To Cię powinno naprowadzić, nie masz sterowników do karty graficznej. A co do tego badziewnego i810fb to ja bym Ci polecał http://en.gentoo-wiki.com/wiki/Intel_GMA i może obsługę KMS

----------

## nazriel

O widzisz, o tym zapomnialem wspomnieć.

Już oczywiście probowałem instalować te DODATKOWE sterowniki, vesa i fbdev ale i tak to nic nie daje.

Tutaj błąd http://wklej.to/baFo (ale znow spod Chroota).

Co ciekawe... strasznie mnie irytuje, że odpalam to gentoo i nie tworzy mi się log od błędów...

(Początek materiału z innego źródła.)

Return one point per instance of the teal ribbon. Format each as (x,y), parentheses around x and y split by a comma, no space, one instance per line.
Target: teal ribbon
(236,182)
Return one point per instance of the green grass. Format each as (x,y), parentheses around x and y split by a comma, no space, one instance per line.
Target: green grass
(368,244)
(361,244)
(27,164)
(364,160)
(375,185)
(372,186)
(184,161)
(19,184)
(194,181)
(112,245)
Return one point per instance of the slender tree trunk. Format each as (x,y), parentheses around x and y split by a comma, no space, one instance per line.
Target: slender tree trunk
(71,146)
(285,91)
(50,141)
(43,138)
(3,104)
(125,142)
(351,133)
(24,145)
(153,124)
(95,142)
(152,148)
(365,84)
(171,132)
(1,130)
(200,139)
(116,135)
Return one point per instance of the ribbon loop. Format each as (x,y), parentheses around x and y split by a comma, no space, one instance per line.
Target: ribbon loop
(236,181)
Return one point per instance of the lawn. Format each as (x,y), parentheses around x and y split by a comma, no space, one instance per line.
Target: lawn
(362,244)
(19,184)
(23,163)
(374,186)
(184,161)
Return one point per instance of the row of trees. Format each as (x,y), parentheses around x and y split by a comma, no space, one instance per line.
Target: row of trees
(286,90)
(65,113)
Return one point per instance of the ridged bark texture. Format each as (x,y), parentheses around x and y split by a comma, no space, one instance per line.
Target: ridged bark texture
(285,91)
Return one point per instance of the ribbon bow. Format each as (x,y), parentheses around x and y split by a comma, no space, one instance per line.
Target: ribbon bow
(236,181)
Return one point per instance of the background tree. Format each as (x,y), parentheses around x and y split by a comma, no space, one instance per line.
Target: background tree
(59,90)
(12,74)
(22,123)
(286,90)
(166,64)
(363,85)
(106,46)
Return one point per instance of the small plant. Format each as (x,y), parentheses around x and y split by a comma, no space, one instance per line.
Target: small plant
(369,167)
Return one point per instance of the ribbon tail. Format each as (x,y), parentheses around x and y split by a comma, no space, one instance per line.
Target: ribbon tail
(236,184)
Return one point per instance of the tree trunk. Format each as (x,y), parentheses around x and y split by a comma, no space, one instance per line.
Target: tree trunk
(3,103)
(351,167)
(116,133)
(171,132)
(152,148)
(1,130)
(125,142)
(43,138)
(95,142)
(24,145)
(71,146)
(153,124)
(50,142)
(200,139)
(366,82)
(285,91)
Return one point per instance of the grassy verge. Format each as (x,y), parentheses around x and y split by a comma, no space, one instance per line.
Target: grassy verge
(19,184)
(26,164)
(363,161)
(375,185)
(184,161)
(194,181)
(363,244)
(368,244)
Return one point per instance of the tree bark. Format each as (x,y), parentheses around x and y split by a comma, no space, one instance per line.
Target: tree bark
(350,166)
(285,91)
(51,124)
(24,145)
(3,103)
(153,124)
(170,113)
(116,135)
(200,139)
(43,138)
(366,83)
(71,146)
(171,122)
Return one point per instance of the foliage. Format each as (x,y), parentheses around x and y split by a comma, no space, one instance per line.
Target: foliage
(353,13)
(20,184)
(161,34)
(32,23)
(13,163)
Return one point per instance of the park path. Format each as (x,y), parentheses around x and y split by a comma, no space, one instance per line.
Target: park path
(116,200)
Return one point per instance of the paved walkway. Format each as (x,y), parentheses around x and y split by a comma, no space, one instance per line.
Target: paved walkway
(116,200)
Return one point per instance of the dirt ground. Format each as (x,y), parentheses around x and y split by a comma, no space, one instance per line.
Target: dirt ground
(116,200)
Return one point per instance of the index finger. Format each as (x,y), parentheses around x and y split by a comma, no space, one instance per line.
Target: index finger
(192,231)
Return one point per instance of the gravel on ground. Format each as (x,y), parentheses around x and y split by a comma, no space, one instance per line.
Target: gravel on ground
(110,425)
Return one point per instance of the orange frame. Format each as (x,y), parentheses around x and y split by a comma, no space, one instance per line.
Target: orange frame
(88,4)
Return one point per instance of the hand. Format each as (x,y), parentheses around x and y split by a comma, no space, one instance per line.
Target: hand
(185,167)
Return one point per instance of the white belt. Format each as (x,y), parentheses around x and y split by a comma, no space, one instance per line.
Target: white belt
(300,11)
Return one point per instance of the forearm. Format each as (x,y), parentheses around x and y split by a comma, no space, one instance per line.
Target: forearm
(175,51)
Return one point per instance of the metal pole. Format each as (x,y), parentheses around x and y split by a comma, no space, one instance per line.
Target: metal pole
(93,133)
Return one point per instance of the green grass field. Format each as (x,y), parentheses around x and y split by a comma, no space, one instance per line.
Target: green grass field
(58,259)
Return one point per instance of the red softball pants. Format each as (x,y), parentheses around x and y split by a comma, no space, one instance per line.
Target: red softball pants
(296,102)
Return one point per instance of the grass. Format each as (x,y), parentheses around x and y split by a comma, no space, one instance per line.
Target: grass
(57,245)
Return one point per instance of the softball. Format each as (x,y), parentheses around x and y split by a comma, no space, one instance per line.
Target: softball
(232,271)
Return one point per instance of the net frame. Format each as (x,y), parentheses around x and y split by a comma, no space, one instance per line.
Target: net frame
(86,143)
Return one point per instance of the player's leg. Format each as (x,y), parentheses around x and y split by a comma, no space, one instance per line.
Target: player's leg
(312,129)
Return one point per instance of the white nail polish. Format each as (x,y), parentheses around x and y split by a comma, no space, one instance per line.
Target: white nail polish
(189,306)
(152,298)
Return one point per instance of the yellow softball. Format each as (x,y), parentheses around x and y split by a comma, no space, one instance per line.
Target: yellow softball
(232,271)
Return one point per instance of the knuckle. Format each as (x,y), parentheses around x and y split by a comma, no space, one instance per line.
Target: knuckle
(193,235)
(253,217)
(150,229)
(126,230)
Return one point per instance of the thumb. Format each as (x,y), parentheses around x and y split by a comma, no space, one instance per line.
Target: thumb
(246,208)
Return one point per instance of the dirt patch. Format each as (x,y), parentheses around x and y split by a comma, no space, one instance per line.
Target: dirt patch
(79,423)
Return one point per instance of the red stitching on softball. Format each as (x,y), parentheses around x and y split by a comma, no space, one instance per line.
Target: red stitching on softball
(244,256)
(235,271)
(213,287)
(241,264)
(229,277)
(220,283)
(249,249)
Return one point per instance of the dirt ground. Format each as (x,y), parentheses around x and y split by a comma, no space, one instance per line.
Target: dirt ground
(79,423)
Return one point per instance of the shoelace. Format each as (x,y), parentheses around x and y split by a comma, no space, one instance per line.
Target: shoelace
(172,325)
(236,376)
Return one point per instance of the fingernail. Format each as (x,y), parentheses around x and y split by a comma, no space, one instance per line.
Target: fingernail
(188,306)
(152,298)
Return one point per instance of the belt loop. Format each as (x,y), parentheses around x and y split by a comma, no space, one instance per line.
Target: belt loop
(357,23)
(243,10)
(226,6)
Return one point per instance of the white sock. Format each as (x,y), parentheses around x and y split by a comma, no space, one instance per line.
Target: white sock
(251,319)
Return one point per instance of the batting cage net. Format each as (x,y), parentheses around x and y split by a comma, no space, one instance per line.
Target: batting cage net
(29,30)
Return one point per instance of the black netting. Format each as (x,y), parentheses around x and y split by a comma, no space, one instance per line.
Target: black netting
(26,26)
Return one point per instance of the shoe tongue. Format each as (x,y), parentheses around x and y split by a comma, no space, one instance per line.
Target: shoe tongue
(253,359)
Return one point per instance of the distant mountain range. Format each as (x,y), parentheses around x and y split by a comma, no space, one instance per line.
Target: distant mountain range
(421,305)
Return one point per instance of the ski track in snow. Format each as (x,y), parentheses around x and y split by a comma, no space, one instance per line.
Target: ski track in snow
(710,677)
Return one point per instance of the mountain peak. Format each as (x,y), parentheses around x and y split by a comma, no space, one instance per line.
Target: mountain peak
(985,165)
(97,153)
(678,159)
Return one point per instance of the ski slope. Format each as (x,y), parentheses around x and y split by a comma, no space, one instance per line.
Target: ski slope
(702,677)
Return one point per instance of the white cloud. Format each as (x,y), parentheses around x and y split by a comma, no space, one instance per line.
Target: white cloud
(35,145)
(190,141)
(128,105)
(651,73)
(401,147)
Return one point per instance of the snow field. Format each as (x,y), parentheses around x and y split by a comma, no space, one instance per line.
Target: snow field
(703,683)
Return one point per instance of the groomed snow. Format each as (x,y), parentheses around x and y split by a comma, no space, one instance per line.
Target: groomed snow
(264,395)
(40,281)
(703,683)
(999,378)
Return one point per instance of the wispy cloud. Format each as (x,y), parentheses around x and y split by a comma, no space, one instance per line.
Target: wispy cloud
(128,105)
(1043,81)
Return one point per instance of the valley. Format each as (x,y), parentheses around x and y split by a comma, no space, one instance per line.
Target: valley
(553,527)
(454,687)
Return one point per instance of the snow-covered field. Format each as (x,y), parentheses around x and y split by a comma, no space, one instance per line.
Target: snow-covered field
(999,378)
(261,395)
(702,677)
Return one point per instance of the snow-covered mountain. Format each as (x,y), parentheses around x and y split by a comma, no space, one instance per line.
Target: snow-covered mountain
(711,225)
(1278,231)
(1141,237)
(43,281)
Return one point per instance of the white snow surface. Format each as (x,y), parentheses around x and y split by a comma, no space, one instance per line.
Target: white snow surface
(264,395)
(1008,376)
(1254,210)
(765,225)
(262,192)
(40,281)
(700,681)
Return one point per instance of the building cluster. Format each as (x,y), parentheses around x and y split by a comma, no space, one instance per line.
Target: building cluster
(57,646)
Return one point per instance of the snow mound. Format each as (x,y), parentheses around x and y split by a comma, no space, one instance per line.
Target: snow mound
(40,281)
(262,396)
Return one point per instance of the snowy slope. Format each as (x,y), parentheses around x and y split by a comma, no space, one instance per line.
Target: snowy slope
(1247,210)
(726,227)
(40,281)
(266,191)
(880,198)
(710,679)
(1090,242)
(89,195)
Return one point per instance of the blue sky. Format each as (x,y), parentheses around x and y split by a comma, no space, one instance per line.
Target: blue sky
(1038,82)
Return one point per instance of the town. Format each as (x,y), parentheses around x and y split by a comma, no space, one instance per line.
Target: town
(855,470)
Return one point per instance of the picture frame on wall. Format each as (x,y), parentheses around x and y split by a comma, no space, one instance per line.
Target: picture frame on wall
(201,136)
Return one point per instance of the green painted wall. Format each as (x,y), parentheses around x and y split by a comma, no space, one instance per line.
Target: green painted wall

Może to coś z tymi deamonami... Co ciekawe, ustawiłem w Hal, że ma tworzyć raport.... dałem 

/etc/init.d/hald -restart i "niby" zatrzymało demona, ale przy startowaniu już wywaliło [!!] miast [ok] :p

Co do wiki to już czytałem, przerobiłem googlasa itd.

I przypomniało mi się, że już chyba próbowałem gentoo w 2008 czy 2009 roku, spod knoppixa i na tym samym utknąłem... Xy.

Nie wiem czego mogę jeszcze spróbować.

Może wkleić config z jajka?

Probowałem co prawda bootowac gentoo spod genkernela kubuntu... i wszystko ok tylko i tak przy startx czarny ekran...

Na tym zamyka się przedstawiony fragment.